For many players expected to be late round selections or undrafted free agents, garnering attention from NFL scouts and organizations can be difficult. For Alden Darby, the former Sun Devil safety has had no problem catching the eye of potential suitors.
At Arizona State's Pro Day on Friday, Darby opened up about a handful of organizations that have expressed a desire to meet with, workout, and talk to the three-year Sun Devil starter in person. After his Pro Day drills, Darby spoke with the media about his busy calendar leading up to the NFL Draft in May.
"I got one (a workout) set up with the Patriots on the 17th, and then the Cardinals want to do something, so they're going to give me a call...and the Ravens."
Amidst that remark, Darby actually mentioned one more NFL squad he'll workout with, although our audio from the interview was muffled (Our best guess was Bears or Redskins, but we're not into making things up).
The 5-foot-11, 195-pound playmaker said he has also by contacted by teams about his versatility, because some scouts and evaluators want to add late round selections who can fill a variety of team needs.

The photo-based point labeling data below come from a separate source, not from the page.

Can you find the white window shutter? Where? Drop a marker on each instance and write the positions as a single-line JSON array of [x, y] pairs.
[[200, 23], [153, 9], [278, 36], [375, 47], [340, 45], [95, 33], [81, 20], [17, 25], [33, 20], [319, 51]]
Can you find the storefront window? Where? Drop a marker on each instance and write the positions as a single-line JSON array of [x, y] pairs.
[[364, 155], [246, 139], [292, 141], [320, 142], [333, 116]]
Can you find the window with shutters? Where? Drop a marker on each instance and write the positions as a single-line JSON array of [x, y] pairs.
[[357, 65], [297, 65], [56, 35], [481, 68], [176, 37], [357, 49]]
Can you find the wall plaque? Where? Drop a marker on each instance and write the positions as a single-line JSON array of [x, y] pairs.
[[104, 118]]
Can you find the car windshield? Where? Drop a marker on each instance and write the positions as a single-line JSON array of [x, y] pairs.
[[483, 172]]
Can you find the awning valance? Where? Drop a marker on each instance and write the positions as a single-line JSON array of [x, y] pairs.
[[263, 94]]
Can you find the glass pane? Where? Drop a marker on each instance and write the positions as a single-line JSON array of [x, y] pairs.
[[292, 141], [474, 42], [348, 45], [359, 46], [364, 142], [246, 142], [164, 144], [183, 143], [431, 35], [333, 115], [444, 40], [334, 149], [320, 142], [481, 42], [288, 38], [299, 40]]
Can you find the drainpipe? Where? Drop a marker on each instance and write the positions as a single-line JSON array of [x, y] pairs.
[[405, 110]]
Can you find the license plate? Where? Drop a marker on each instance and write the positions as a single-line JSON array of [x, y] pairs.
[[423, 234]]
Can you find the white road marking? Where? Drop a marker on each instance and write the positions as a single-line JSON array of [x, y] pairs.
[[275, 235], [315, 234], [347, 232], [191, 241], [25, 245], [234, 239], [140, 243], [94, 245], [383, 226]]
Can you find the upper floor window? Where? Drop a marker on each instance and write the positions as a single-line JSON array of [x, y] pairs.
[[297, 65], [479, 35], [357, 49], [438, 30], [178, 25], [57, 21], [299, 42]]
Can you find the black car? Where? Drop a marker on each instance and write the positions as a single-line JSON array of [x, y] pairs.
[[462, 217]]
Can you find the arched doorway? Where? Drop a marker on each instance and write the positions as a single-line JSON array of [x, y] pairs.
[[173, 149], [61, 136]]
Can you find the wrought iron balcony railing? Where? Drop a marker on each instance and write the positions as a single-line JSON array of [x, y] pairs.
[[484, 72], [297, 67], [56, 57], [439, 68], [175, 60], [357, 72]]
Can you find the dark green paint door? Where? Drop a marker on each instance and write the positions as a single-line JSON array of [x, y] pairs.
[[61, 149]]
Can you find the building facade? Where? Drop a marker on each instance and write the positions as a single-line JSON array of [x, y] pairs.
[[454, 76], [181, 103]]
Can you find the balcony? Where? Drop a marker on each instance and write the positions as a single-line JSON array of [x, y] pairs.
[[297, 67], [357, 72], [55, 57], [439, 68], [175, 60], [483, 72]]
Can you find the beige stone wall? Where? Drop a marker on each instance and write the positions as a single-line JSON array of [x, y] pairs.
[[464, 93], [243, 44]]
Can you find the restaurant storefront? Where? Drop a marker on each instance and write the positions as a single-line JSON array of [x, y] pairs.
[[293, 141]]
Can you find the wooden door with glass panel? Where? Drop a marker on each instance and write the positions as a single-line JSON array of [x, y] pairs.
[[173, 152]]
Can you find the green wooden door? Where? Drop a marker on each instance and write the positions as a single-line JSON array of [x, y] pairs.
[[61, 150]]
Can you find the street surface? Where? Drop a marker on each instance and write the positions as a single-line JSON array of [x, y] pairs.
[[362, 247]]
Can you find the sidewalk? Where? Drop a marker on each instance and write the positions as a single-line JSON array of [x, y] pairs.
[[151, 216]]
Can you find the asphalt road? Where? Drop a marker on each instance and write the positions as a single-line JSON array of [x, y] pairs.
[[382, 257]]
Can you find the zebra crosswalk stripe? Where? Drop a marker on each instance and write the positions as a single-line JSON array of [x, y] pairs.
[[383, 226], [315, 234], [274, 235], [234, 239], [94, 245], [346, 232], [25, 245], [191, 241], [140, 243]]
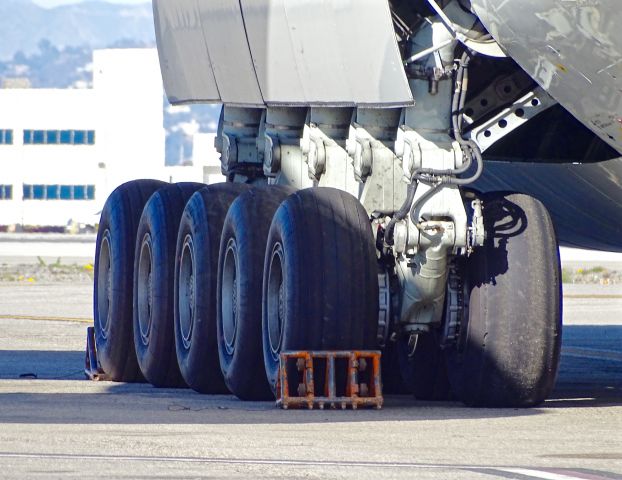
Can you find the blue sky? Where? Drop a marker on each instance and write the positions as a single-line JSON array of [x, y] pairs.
[[55, 3]]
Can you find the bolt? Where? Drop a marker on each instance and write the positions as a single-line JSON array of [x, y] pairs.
[[363, 390], [300, 364], [302, 389], [362, 365]]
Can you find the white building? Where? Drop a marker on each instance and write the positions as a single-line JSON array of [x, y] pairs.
[[63, 151]]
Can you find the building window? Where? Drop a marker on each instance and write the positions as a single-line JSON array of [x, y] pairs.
[[59, 192], [58, 137], [6, 137], [6, 192]]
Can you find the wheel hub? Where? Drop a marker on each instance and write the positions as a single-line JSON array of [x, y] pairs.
[[186, 296], [229, 297], [145, 289]]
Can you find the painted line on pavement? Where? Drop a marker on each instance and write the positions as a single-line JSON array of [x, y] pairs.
[[46, 318], [557, 474]]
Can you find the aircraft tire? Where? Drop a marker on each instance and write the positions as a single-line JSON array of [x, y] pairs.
[[112, 295], [508, 351], [196, 272], [240, 276], [320, 280], [154, 275]]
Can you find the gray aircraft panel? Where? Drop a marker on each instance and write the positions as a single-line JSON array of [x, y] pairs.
[[223, 29], [572, 49], [184, 58], [585, 201], [315, 53]]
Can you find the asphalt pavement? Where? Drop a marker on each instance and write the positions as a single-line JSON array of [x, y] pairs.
[[55, 424]]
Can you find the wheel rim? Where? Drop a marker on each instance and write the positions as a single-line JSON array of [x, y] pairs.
[[229, 299], [145, 289], [275, 302], [104, 284], [187, 289]]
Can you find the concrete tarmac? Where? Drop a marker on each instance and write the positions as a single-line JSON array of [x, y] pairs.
[[59, 425]]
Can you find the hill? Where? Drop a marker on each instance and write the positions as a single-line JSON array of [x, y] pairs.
[[95, 24]]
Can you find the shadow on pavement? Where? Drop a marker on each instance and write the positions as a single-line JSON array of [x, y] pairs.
[[590, 376]]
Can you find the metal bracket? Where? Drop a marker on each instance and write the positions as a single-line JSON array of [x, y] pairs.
[[360, 149], [92, 369], [303, 369], [384, 308], [511, 118], [271, 155], [314, 153]]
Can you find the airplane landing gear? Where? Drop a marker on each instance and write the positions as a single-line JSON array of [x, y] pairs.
[[507, 347]]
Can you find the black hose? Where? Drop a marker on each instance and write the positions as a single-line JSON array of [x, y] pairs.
[[401, 213], [438, 178]]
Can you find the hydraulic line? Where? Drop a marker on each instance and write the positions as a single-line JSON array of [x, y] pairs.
[[438, 178]]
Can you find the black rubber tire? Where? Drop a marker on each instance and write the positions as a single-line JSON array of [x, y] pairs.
[[508, 351], [154, 276], [321, 263], [424, 373], [112, 295], [242, 252], [198, 242], [392, 377]]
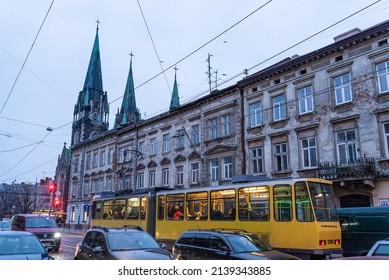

"A Chargers coach asked me to play all three, I can play corner, safety, and nickel, so it's really where they need me that I'll play," Darby said.
At Pro Day, Darby was asked if he was disappointed about not receiving an invitation to the NFL Combine in February. The former Sun Devil captain admitted he would have enjoyed participating, but he also said he hasn't let that affect him and change his mindset or draft preparations.
Without combine workouts, Pro Day took on extra importance for many Sun Devils like Darby. The Southern California native said he had a few goals coming into the day, which included the chance to show off his improved agility from more flexible hips.
"I just wanted to go out there and just show them that I'm fluid in my hips and that I'm a good DB," Darby said.
Darby said that coaches from the Arizona Cardinals led the defensive back position drills at Pro Day and that they were interested in seeing how he performed. Though it's hard to gauge immediately following a workout, Darby said he was satisfied with his efforts.
"The coach from the Cardinals kind of worked us out a lot, the DBs, got us sweating and everything like that," Darby said. "Also, I thought I did well, like I came here and did what I wanted to do, no regrets at all."
The Sun Devils will surely miss Darby's presence in the secondary next season. An outspoken leader with a knack for the big play (especially against USC), Darby had the ability to ignite a fire from his teammates in a matter of a single play. Now, he's hoping that same mentality will allow him to transition from college-level starter to NFL contributor. And so far, he knows the scouts like what they see.
"They all love me, they love my character, they love my work ethic and they know I can play," Darby said. "It doesn't matter who wants me."
Players with Darby's passion and desire to work hard often have a better chance of sticking in the NFL for the final roster spots or to a practice squad position. After being doubted out of high school as a 2-star recruit and facing questions about his ability out of college as a possible undrafted free agent, Darby is ready to embrace whatever team gives him his first shot.